L’avocat ajoute que selon un rapport présentenciel, le rôle de sa cliente était limité dans cette affaire et elle avait une « connaissance minimale » du plan de son mari pour contourner les sanctions contre la Russie.

Invité à réagir, l’avocat de Nikolay Goltsev a indiqué que son client souhaite aider sa conjointe dans cette épreuve. Il n’a pas voulu commenter les allégations sur leur relation. « M. Goltsev soutient pleinement sa femme et veut l’aider à fermer ce chapitre de sa vie et passer au prochain », a déclaré MTodd A. Spodek dans un courriel à La Presse.

Conditions de détention difficiles

Mme Puzyreva doit recevoir sa peine en septembre prochain.
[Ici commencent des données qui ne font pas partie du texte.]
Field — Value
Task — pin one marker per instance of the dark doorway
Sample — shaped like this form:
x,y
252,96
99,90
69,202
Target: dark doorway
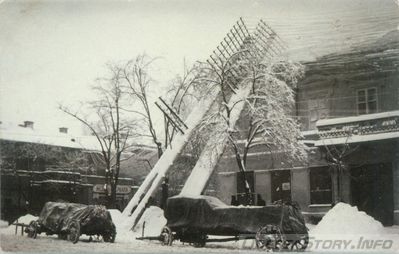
x,y
249,177
372,191
281,185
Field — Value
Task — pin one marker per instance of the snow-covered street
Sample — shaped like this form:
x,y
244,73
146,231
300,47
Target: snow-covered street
x,y
343,229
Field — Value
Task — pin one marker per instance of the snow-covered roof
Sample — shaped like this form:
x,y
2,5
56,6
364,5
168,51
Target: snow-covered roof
x,y
351,119
356,139
29,135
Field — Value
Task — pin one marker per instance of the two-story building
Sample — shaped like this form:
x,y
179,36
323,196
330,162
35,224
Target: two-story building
x,y
37,167
348,108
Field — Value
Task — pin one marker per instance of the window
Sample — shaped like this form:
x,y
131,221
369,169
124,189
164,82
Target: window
x,y
281,185
367,101
320,185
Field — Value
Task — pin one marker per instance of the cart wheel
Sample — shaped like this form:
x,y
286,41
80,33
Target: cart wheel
x,y
109,238
166,236
269,238
200,241
32,229
74,232
62,236
299,244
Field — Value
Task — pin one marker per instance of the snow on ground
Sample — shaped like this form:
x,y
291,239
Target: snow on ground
x,y
10,229
3,224
340,229
345,228
152,219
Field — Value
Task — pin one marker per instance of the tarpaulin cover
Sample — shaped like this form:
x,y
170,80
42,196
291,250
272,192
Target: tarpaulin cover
x,y
56,217
211,216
D’ici là, elle demeure détenue au Metropolitan Detention Center de Brooklyn (MDC), une prison qui fait constamment la manchette aux États-Unis pour ses conditions de détention horribles.

Il y a cinq ans, le patron de l’aide juridique à New York a déclaré au Huffington Post que mis à part les rares pénitenciers « super maximum » conçus pour accueillir les criminels exceptionnellement dangereux, « il n’y a rien de pire que le MDC ».

En janvier dernier, un juge américain a d’ailleurs refusé d’ordonner l’incarcération d’un trafiquant de drogue de 70 ans en raison des conditions « affreuses » au centre de détention, où les détenus sont souvent confinés à leur cellule 22 heures par jour sans accès aux visites, aux douches, aux salles de cours et au gymnase en raison du manque de personnel.

« Mme Puzyreva a eu beaucoup de difficulté à faire en sorte qu’on s’occupe de ses besoins de base. On a refusé de lui donner sa literie, des besoins dentaires significatifs ont été ignorés, etc. », ajoute son avocat, qui a tenté sans succès de faire devancer l’imposition de la peine afin d’en finir au plus vite.

« Nous allons devenir riches ! »

Au début des procédures, Mme Puzyreva s’était présentée comme une travailleuse de l’industrie de la mode arrivée au Canada il y a 14 ans, à l’âge de 18 ans. Elle disait gagner un peu plus de 32 000 $ par année.

La poursuite avait de son côté démontré que le réseau clandestin d’exportation de composants électroniques de son conjoint avait vendu pour des millions de dollars de marchandise à l’armée russe et que Mme Puzyreva avait reçu à sa résidence de l’ouest de l’île de Montréal plus de 130 colis dans le cadre du stratagème de contournement des sanctions. « Nous allons devenir riches ! », avait-elle écrit à son conjoint dans un message texte déposé en preuve.

« Si son secteur d’activité est la mode pour homme, alors elle a certainement un emploi secondaire ici », avait observé le procureur fédéral.

L’histoire jusqu’ici

24 février 2022 : À la suite de l’invasion de l’Ukraine, Washington impose de nouvelles sanctions sur l’exportation de composantes électroniques vers la Russie.

31 octobre 2023 : Un couple de Sainte-Anne-de-Bellevue, Nikolay Goltsev et Kristina Puzyreva, est arrêté aux États-Unis et accusé d’avoir organisé un réseau névralgique d’approvisionnement de la machine de guerre russe.

12 février 2024 : Kristina Puzyreva plaide coupable à une accusation de complot pour blanchiment d’argent à Brooklyn.